On 4 August 1914, Britain declared itself at war. Exactly a century later, the British institution that is the BBC Proms commemorated this monumental historical event with a sombre yet spectacular late night concert featuring the music of the late John Tavener. Peter Phillips directed the Tallis Scholars and the Heath Quartet in what was an extraordinarily powerful, yet predominantly peaceful, event of solemn remembrance – and resplendent singing.
Luminosity was a central theme of this concert: at the end, Prommers illuminated (electric) candles as the house lights were dimmed; at the beginning, powerful evocations of light were made in the choir’s opening passages of Ikon of Light; and throughout, the Tallis Scholars sang with such radiance as to illuminate the Royal Albert Hall with the unworldly sound of Tavener’s music. Both Ikon of Light and Requiem Fragments – a BBC Commision receiving its world première in this Prom – were written for the Tallis Scholars, and Tavener knew to exploit the polyphonic expertise and technical capabilities of Phillips’ scholarly bunch. The Heath Quartet added their faultless tones to the spectrum, performing the composer’s peculiar brand of slow, imitative, understated string writing with tireless concentration of mind and sound. Nevertheless, the concert ended in darkness; having recited Wilfred Owen’s Anthem for Doomed Youth, actor Samuel West bid the Prommers extinguish their lights for a moment of reflection on the cataclysmic events 100 years ago. The contrast between light and dark was highly charged and, as might be expected, exceptionally moving.

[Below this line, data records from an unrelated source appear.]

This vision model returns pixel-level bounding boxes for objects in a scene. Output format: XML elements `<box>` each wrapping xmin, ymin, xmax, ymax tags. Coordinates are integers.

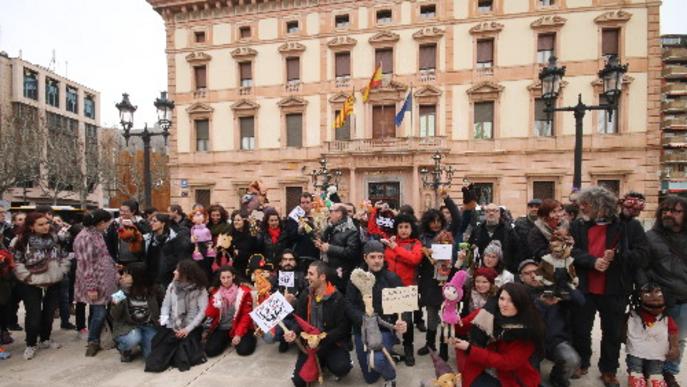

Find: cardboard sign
<box><xmin>432</xmin><ymin>244</ymin><xmax>453</xmax><ymax>261</ymax></box>
<box><xmin>279</xmin><ymin>271</ymin><xmax>296</xmax><ymax>288</ymax></box>
<box><xmin>382</xmin><ymin>285</ymin><xmax>419</xmax><ymax>314</ymax></box>
<box><xmin>250</xmin><ymin>292</ymin><xmax>293</xmax><ymax>332</ymax></box>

Tavener’s renowned mysticism, and the centrality of the Orthodox faith to his work, emanates from every aspect of Ikon of Light. Structured as a polyptych, it is a seven-movement piece centred around a “Mystical Prayer to the Holy Spirit” by turn-of-the-millenium Byzantine monk-poet Symeon the New Theologian: an invocation to the Divine every line of which begins with the word “Elthé” (“Come”). There is extensive use of Tavener’s version of Byzantine liturgical chant throughout the piece (as there is throughout his œuvre), usually set in the midst of a cluster pedal, but occasionally treated to the kind of simultaneous inversion that makes passages in The Lamb so satisfyingly otherworldly. The resultant bi-modality of this musical mirroring was a particular feature of the “Trisaghion” movements (3 and 5), in which it was enjoyed by both the string trio and the choir in turn. The instruments and singers were for the most part segregated, the trio introducing or concluding the separate movements and creating a beautiful contrast in timbre upon each appearance, the warmth of their strings dissolving the austerity of the crystalline choral passages.
The Mystical Prayer itself began with a high chant-like motive sung delightfully delicately by a few sopranos as the others held a pianissimo cluster chord around it; this was then repeated octaves below by each part, ending with ridiculously low basses, musically mooing away beneath the stave. This formula was repeated, but with the parts holding their cluster-chords across into the lower iterations of the melody: a fantastic way to build texture, but cruel for those sopranos charged with the highest notes! They did exceptionally well, however; I could never tire of the Scholars’ sopranos spotless, slightly reedy – almost siren-like, or mermaid-ish – sound, reminiscent in their upwards runs of the renaissance polyphony for which they are so lauded. I couldn’t quite say the same of the basses, whose thickness occasionally bordered on bellowing.
Theirs was a much gentler sound as they began Requiem Fragments with the spiritually significant syllable “Om”, which provided a drone over which the Heath Quartet (now back to its full complement) wound their exquisite measured contrapuntal texture. The ensuing Requiem aeternam was majestically peaceful in its consonant homophony. Further passages from the Requiem Mass appeared simultaneously, thanks to a bifurcated choir, with words drawn from Hindu sources: Brahma/Te decet; Atma/Sanctus. The introduction of two trombones in the Kyrie opened up a whole new, almost redemptive soundworld, although they did little more than mark the beat under the sustained chords of the choir. However, the climax of the piece – and the concert – came as soprano Carolyn Sampson, perched behind Henry Wood, sang a mesmerising solo; her voice, singing the words “Manikarnika” (the name of a Hindu shrine and place of cremation on the Ganges) and “Mahapralaya” (the reabsorbtion of everything into the Divine Being) soared sublimely over what it said in the programme was an eleven-part canon, but what sounded to me simply a heavenly, nebulous consonance, ever shifting and yet in perfect stasis.
Transcendence is a word overused in relation to Tavener’s music, but here, it must not be avoided. All that followed – the final Requiem section, the fake candles, the hard-hitting poetry, and the darkness – all was infused with the iridescence of that sensational moment of Mahapralaya.